La piccola borghesia e il grande capitale agrario e industriale fecero da puntello alla nascita del fascismo. I tempi sono profondamente mutati da allora, come la società italiana. Il blocco che sostiene Berlusconi è molto più ampio e differenziato. Le grandi famiglie dell’industria e della finanza sono scomparse quasi del tutto. Sostituite dai mitizzati titolari delle partite Iva, dai «fai da te», dai commendator Borghi Novelli (il fondatore della Ignis degli anni 60), dai piccoli-medi imprenditori non soltanto del Nord-Est del Paese: sono stati loro i capisaldi del magma sociale che ha votato Berlusconi.
Che cosa sta accadendo adesso che i nodi vengono al pettine e si capisce sulla carne viva come le bugie hanno le gambe corte? Anche questi grandi e piccoli elettori, in misura diversa, sono in crisi, nonostante negli ultimi anni abbiano fatto i soldi per lo più in nero. Ma adesso è cambiato il vento e il Cavaliere è diventato il capro espiatorio. Si sa, ciò che tocca oro diventa. Ma questo non vale per gli altri. Al depauperamento collettivo, infatti, corrisponde l’arricchimento intensivo del premier e della sua famiglia. (Lo favoriscono persino le tasse e le imposte che è costretto a porre per sanare i buchi, visto quel che possiede oltre alle Tv: assicurazioni, banche, interessi disparati). Come mai i morbidi cantori dell’ambiguità non capiscono quanto sia suicida risparmiare Berlusconi dalla critica, tacere dei suoi misfatti e della sua mancanza di senso dello Stato? Non è questo il dovere dell’opposizione? O preferiscono l’opposizione formale e un po’ pretesca di sua maestà? Pare di avere le traveggole, talvolta.
Il centrosinistra è sorretto da un blocco sociale meno frastagliato, più legato alla memoria storica. Non è per niente assodato che le elezioni si vincano al centro. Anche al centro, certamente.
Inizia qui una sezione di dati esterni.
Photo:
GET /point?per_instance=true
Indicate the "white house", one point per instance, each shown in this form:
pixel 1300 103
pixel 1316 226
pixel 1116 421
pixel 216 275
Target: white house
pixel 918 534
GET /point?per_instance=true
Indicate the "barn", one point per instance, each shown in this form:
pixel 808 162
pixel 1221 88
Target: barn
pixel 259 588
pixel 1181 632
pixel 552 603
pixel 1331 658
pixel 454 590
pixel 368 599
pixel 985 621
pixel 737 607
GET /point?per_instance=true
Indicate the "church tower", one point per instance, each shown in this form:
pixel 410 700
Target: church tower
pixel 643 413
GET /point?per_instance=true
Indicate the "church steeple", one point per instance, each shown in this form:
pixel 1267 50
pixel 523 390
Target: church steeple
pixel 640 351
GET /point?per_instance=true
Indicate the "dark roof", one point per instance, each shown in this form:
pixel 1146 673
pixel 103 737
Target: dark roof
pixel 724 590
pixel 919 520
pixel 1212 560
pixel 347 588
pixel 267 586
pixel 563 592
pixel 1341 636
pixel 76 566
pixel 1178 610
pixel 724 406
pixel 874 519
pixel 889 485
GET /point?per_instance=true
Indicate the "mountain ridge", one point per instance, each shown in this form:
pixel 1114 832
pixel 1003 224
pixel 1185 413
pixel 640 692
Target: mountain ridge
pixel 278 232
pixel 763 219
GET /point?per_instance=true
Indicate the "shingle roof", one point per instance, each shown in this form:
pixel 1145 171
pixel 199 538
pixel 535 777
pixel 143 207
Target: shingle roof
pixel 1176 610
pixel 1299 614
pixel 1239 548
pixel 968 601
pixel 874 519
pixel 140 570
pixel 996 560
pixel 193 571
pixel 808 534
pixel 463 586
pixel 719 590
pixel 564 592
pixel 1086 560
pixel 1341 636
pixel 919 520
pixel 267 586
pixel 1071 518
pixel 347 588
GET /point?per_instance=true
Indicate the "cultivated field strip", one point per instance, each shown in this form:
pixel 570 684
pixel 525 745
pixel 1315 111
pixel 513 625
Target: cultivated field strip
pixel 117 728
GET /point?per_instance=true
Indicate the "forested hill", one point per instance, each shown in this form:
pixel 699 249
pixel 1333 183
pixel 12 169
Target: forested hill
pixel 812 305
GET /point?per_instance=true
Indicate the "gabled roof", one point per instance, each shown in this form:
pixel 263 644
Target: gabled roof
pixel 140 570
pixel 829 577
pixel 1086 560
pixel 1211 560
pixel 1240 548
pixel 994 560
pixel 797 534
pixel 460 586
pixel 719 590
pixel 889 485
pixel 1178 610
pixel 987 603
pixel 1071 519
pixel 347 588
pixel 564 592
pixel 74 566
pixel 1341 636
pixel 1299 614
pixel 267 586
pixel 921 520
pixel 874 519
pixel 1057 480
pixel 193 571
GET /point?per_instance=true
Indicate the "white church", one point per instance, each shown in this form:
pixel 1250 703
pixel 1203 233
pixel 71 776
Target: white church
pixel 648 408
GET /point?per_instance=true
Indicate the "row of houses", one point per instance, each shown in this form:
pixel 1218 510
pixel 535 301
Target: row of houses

Ma la vittoria di Penati, il candidato di tutto il centrosinistra e di Rifondazione alle Provinciali di Milano e la vittoria analoga di Cofferati a Bologna dimostrano con chiarezza che gli elettori desiderano soprattutto l’unità e rifiutano pasticci e lacerazioni interne. Certamente, il centrosinistra ha l’onere di proporre un programma, il più presto possibile, per far capire agli italiani che cosa ha in mente, con un linguaggio semplice e chiaro, per cambiare rotta e salvare il Paese dalla catastrofe che ci minaccia. Ã? sul programma che si possono creare e cementare vecchie e nuove volontà comuni, anche al centro. Bisogna rifare dell’Italia un Paese normale dove si rispettano le leggi e la Costituzione. Dove norme essenziali per la vita degli uomini, le pensioni, la previdenza, la giustizia, vengano discusse con rigore, non approvate con imperio a colpi di voto di fiducia in un clima avvelenato dai baratti. Se non si vuole fare dell’Italia una succursale dell’Opera da tre soldi di Bertolt Brecht, popolata dai Mackie Messer, dai Mattia detto «Mattia della Zecca», dai Giacobbe detto «Giacobbe Ditauncino», dai Roberto detto «Roberto Lima», dai Brown detto «Brown-la-Tigre».